The determination unit is
5. The cluster system according to claim 1 , further comprising: determining, from among at least one first cluster system among the plurality of cluster systems that detects that the server device is in an abnormal state, the first cluster system that will execute a recovery operation on the server device according to the judgment criterion.

The recovery operation includes:
6. The cluster system according to claim 1, wherein the restart is a restart of an application provided in the server device, or a restart of the server device.

The monitoring unit is
7. A cluster system according to claim 1, wherein when the server device is a DNS server device, it is determined whether the DNS server device is in a normal state or an abnormal state depending on whether address resolution of a virtual host name is successful.

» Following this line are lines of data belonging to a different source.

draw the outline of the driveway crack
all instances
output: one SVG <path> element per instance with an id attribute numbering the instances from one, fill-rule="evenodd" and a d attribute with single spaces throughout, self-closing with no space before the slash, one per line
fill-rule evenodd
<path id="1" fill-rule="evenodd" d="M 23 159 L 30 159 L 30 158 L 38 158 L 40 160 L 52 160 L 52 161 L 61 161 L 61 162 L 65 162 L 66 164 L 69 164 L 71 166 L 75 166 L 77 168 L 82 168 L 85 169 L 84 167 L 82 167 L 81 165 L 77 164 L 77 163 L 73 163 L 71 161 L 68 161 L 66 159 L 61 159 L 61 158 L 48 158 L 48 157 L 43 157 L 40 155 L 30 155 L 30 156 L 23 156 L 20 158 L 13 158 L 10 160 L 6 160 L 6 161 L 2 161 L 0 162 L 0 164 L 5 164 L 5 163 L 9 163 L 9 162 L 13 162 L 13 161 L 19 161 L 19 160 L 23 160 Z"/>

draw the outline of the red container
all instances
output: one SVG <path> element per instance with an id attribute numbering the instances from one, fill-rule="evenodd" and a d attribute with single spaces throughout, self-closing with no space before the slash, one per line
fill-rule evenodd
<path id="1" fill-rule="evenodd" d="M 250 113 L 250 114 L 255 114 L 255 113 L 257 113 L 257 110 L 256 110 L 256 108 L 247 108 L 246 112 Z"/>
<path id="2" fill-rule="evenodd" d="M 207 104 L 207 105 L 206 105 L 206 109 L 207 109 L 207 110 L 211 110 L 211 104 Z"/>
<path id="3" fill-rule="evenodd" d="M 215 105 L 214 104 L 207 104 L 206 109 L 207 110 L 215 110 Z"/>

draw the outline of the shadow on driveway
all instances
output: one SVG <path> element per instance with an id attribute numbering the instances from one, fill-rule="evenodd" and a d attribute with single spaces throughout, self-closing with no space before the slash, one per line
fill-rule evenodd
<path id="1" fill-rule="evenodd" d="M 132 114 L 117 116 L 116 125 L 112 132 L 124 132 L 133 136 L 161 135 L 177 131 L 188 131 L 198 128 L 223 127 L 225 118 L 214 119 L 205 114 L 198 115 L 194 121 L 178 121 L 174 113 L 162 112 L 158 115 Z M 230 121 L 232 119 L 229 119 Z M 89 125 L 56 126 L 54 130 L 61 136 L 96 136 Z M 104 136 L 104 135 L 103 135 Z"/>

A plurality of cluster systems;
a server device managed by the plurality of cluster systems,
Each of the cluster systems includes:
Manage a monitoring state of the server device in the plurality of cluster systems and an execution state indicating a first cluster system that executes a recovery operation for the server device when the server device is in an abnormal state;
monitoring whether the server device is in a normal state or an abnormal state, reflecting the monitoring result in the monitoring state, and reflecting the monitoring result of the server device received from another cluster system in the monitoring state;
When a monitoring result in at least one cluster system among the plurality of cluster systems indicates an abnormal state, determining the first cluster system which will execute a recovery operation for the server device according to a judgment criterion that is the same as a judgment criterion used by the other cluster systems which manage the monitoring state, and reflecting the determination result in the execution state;
A monitoring system that determines whether or not to execute a recovery action on the server device according to the managed execution state.

The cluster system
Manage a monitoring state of a server device in a plurality of cluster systems and an execution state indicating a first cluster system that executes a recovery operation on the server device when the server device is in an abnormal state;
monitor whether the server device is in a normal state or an abnormal state;
reflecting the monitoring result in the monitoring status, and reflecting the monitoring result of the server device received from another cluster system in the monitoring status;
determining the first cluster system to execute a recovery operation on the server device according to a criterion that is the same as a criterion used by the other cluster systems that manage the monitoring status when a monitoring result in at least one cluster system among the plurality of cluster systems indicates an abnormal state;
Reflecting the result of the decision in the execution state;
A monitoring method executed in a cluster system, the method determining whether or not to execute a recovery action for the server device according to the managed execution state.

Manage a monitoring state of a server device in a plurality of cluster systems and an execution state indicating a first cluster system that executes a recovery operation on the server device when the server device is in an abnormal state;
monitor whether the server device is in a normal state or an abnormal state;
reflecting the monitoring result in the monitoring status, and reflecting the monitoring result of the server device received from another cluster system in the monitoring status;
determining the first cluster system to execute a recovery operation on the server device according to a criterion that is the same as a criterion used by the other cluster systems that manage the monitoring status when a monitoring result in at least one cluster system among the plurality of cluster systems indicates an abnormal state;
Reflecting the result of the decision in the execution state;
A program that causes a computer to execute the following: determining whether or not to execute a recovery operation for the server device according to the managed execution state.